Kindle出版(KDP)のやり方を、アカウント登録・原稿・表紙・入稿・審査・販売の順に解説。必要なファイル形式、ロイヤリティの選び方、審査日数までKDP公式ヘルプをもとにまとめました。
「本を出してみたい。でも、Kindle出版のやり方を調べると、アカウントの話、ファイル形式の話、ロイヤリティの話がばらばらに出てきて、どこから手を付ければいいのか分からない」。この記事は、そういう状態の人に向けて書いています。Kindle出版(KDP)は、Amazonのサイトで自分の本を登録し、審査を経て販売する仕組みです。やること自体は6段階に整理できます。順番どおりに進めれば、パソコンとメールアドレスがあれば、費用をかけずに最初の1冊を出せます。
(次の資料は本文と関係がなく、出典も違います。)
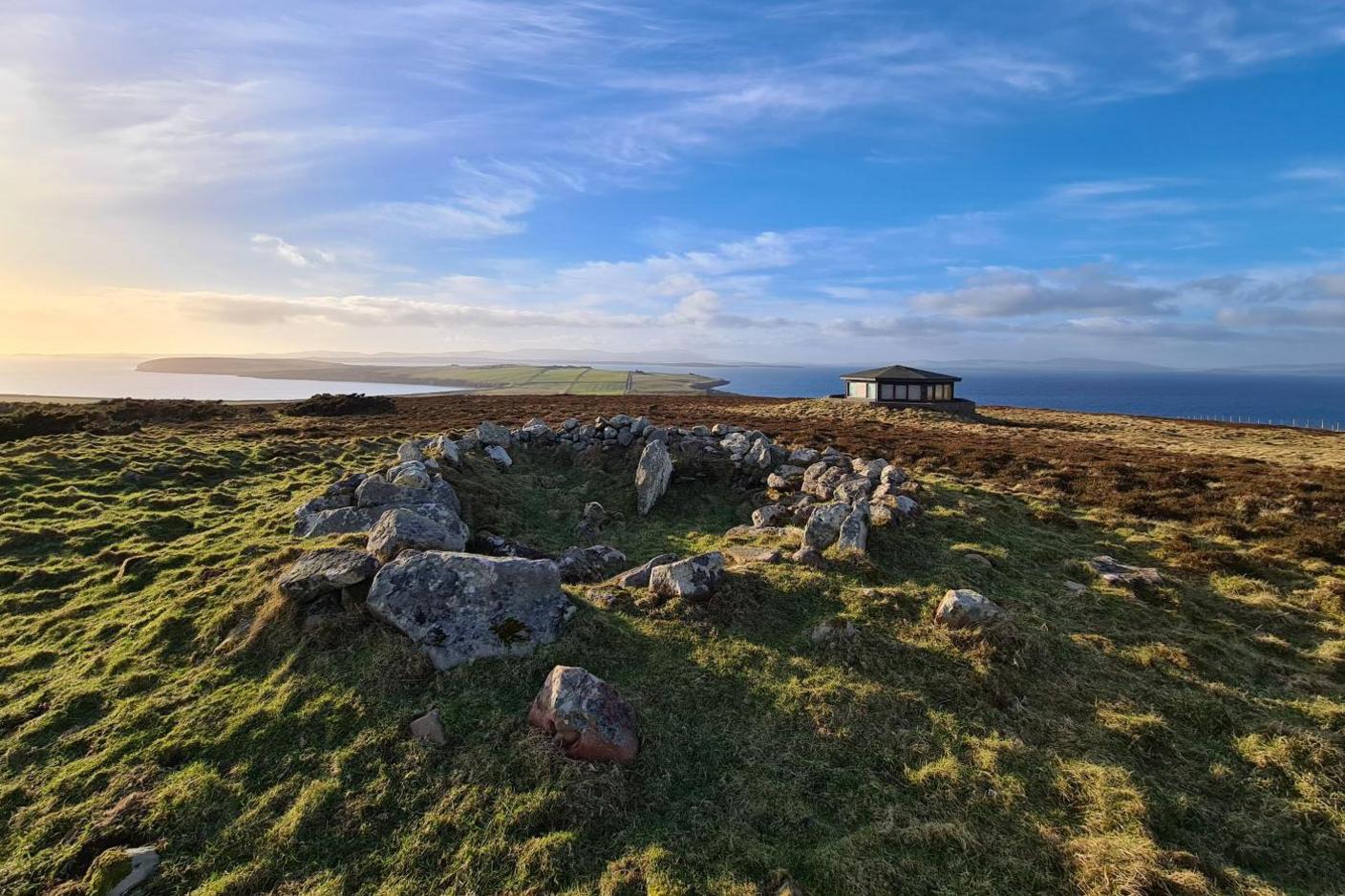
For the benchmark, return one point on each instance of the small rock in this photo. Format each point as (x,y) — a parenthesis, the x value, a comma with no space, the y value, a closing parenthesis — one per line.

ただし「出せる」と「読まれる」は別の話なので、後半でその現実にも触れます。
Kindle出版のやり方は6段階に分かれる
全体の流れを先に示します。
- KDPアカウントを作り、著者情報・支払い口座・税務情報を登録する
- 原稿を作る(EPUBかWordのDOCX)
- 表紙の画像を用意する
- KDPの本棚から本を登録し、価格とロイヤリティを決めて入稿する
- Amazonの審査(レビュー)を待つ
- 販売が始まり、必要なら修正して再出版する
このうち時間がかかるのは2の原稿づくりで、ほかは慣れれば1〜2時間の作業です。最初の1冊は、手順そのものより「何を書くか」で止まる人がほとんどです。手順は覚えれば済むので、まず全体を一度なぞってみてください。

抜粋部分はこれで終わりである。